Hebron, South Hebron Hills, Tue 3.8.10, Morning
Southern Hebron Hills, Hebron
Translator: Charles K.
- Hebron - the usual routine
- The Jabber family - the abuse continues
- Regulations governing the lives of residents in the valley have become stricter.
By 08:00 all the laborers have gone through, and only relatives of prisoners wait under the canopy. Four buses wait for them.
On Route 60 there are many heavy trucks traveling in both directions. The army's presence isn't felt today, nor are civilians seen on the roads.
On the hills to the right of the road at the entrance to Kiryat Arba, the "Mitzpeh Avichai" outpost appears to be growing and developing: another yellow pre-fab, and still another.
We wonder whether the settlements summer camp is still going on?!
The city gradually awakens. Almost no pedestrians. The settlers hurry by in their cars, as usual. Naha"l soldiers are stationed at all the checkpoints but aren't detaining anyone. Nor do Border Police soldiers at Curve 160 and the Cave of the Patriarchs checkpoint harass anyone at this hour. The impression is that "everything's ok."
The Jabber family
M., our driver, tells us he heard that one of the family's youths was arrested yesterday. We decided to visit them again.
The last remaining field of squash is still green and full of produce (I bought a crate).
Yasser and Yusri, Atta's brothers, greet us happily. It's important to them to see that someone cares about them. They say that yesterday (Monday), Civil Administration staff came again to destroy, dismantle and remove the irrigation lines. They showed up at 06:30 in the morning to their cousin's field; he lives on the other side of Route 60.
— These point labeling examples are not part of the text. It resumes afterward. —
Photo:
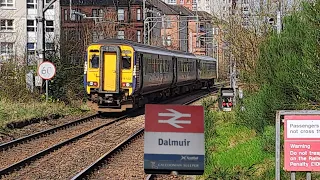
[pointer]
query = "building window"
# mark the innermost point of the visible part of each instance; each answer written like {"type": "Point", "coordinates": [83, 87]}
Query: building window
{"type": "Point", "coordinates": [65, 14]}
{"type": "Point", "coordinates": [49, 26]}
{"type": "Point", "coordinates": [120, 14]}
{"type": "Point", "coordinates": [6, 48]}
{"type": "Point", "coordinates": [6, 24]}
{"type": "Point", "coordinates": [73, 16]}
{"type": "Point", "coordinates": [139, 36]}
{"type": "Point", "coordinates": [32, 4]}
{"type": "Point", "coordinates": [138, 14]}
{"type": "Point", "coordinates": [6, 3]}
{"type": "Point", "coordinates": [94, 13]}
{"type": "Point", "coordinates": [31, 26]}
{"type": "Point", "coordinates": [166, 40]}
{"type": "Point", "coordinates": [120, 34]}
{"type": "Point", "coordinates": [47, 2]}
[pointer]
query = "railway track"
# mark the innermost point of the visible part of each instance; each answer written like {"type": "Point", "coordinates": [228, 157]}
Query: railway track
{"type": "Point", "coordinates": [118, 167]}
{"type": "Point", "coordinates": [18, 144]}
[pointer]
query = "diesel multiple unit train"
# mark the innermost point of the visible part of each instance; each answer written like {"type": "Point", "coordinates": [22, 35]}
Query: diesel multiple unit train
{"type": "Point", "coordinates": [121, 74]}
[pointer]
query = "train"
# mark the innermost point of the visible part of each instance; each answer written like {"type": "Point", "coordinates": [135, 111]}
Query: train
{"type": "Point", "coordinates": [121, 74]}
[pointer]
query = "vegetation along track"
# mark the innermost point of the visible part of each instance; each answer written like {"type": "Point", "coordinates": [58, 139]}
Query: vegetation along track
{"type": "Point", "coordinates": [125, 160]}
{"type": "Point", "coordinates": [90, 147]}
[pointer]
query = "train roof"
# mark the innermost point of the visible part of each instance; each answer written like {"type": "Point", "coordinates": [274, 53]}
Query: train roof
{"type": "Point", "coordinates": [155, 49]}
{"type": "Point", "coordinates": [205, 58]}
{"type": "Point", "coordinates": [148, 48]}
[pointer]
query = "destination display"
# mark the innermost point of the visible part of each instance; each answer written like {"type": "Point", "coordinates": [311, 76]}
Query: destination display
{"type": "Point", "coordinates": [174, 139]}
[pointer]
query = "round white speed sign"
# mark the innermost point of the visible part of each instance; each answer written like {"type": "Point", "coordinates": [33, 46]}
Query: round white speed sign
{"type": "Point", "coordinates": [46, 70]}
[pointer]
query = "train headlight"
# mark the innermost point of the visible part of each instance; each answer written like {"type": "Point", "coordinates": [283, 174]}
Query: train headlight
{"type": "Point", "coordinates": [126, 84]}
{"type": "Point", "coordinates": [93, 83]}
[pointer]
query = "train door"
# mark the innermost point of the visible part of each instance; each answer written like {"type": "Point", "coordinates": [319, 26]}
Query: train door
{"type": "Point", "coordinates": [111, 76]}
{"type": "Point", "coordinates": [174, 69]}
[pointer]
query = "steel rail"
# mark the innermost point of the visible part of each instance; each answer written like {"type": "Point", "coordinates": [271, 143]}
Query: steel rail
{"type": "Point", "coordinates": [29, 159]}
{"type": "Point", "coordinates": [15, 142]}
{"type": "Point", "coordinates": [87, 171]}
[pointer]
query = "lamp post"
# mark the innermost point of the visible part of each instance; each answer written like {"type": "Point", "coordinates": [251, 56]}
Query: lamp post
{"type": "Point", "coordinates": [41, 33]}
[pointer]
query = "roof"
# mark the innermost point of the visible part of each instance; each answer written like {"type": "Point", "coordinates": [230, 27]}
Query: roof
{"type": "Point", "coordinates": [181, 10]}
{"type": "Point", "coordinates": [159, 4]}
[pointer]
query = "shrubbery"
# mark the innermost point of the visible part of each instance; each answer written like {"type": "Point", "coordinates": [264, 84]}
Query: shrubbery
{"type": "Point", "coordinates": [287, 72]}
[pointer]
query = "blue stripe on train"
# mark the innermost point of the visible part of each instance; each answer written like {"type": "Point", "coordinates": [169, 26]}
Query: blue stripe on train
{"type": "Point", "coordinates": [85, 74]}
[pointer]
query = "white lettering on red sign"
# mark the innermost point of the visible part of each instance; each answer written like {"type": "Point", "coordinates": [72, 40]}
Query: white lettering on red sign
{"type": "Point", "coordinates": [302, 143]}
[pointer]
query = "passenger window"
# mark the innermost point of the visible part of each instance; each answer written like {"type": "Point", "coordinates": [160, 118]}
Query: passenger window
{"type": "Point", "coordinates": [126, 62]}
{"type": "Point", "coordinates": [94, 63]}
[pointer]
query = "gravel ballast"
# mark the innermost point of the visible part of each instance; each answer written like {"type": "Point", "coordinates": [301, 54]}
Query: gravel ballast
{"type": "Point", "coordinates": [71, 159]}
{"type": "Point", "coordinates": [17, 153]}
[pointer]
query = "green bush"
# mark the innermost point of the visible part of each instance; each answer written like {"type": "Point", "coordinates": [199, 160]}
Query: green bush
{"type": "Point", "coordinates": [287, 70]}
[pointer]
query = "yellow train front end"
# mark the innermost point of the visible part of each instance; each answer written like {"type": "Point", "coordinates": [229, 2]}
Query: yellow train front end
{"type": "Point", "coordinates": [109, 76]}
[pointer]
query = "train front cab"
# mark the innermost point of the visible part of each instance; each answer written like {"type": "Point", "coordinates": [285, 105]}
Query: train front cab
{"type": "Point", "coordinates": [109, 77]}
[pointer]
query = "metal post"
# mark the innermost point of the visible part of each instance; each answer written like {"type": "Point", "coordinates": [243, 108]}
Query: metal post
{"type": "Point", "coordinates": [40, 32]}
{"type": "Point", "coordinates": [234, 78]}
{"type": "Point", "coordinates": [278, 124]}
{"type": "Point", "coordinates": [164, 29]}
{"type": "Point", "coordinates": [144, 22]}
{"type": "Point", "coordinates": [293, 175]}
{"type": "Point", "coordinates": [47, 90]}
{"type": "Point", "coordinates": [308, 175]}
He went out when all the other family members were still asleep, preferring not to wake them. He asked them to remove everything quietly, not to wake anyone, nor frighten the children who were still traumatized by the events of recent weeks. "Shut up and get outta' here," our "stalwart lads" yelled at him. Since the silence had been broken, everyone began to get up; the children came out of the house and threw rocks.
Wadiya Badran Jabber, aged 16, jumped in fright from his bed and ran to see what was happening. Because he dared to run toward them, he was arrested by the soldiers on guard duty who beat him until he bled and took him away. His uncle, who tried to protest the arrest, was also taken. While they were being dragged to the jeep, the uncle's 3 year old son ran after him crying bitterlyu, "Baba, baba..."
A brave soldier from the Israel Defense Forces grabbed the child and tossed him aside as if he were "a bag of garbage," so he wouldn't get in the way. A man trying to work his land is on his way to jail, his baby's sobs echoing in his ears.
Wadiya called his father in the evening from the Etzion DCO. He said that from Wednesday he'll be at the Ofer base, where he'll be tried. In addition to all those troubles, the family members report that the army shows up at different times for surprise visits to see whether they're still irrigating. It could be late at night, in the afternoon or early in the morning.
Their freedom of movement, and that of their neighbors, has also suddenly become more restricted in recent days. They usually entered and left Hebron on foot through an opening that had been left at the southern entrance to Kiryat Arba. Entry to vehicles there has been blocked for some time by a yellow gate. Now the path has been blocked with heavy boulders. On Monday night, their neighbor tried to return home. Kiryat Arba security guards refused to allow him through. "Go around," they said. "Around" means to walk one hour towards Beni Na'im, instead of ten minutes this way.
"Why? What for?"
"Because." That's the answer
His appeals and pleas didn't help.
"It's nine at night," he said.
"Just this one time. From tomorrow I won't come through here any more."
The police and the army personnel who arrived also couldn't let the farmer return to his home adjacent to the gate. He was forced to make an hour-long trip on foot.
Now they're even forbidden to ride a donkey. That's also a dangerous vehicle. And the settlers are those who decide.
We can definitely see how the lives of all the farmers living in the valley next to Kiryat Arba are being increasingly restricted, in order to control them and take over their lands.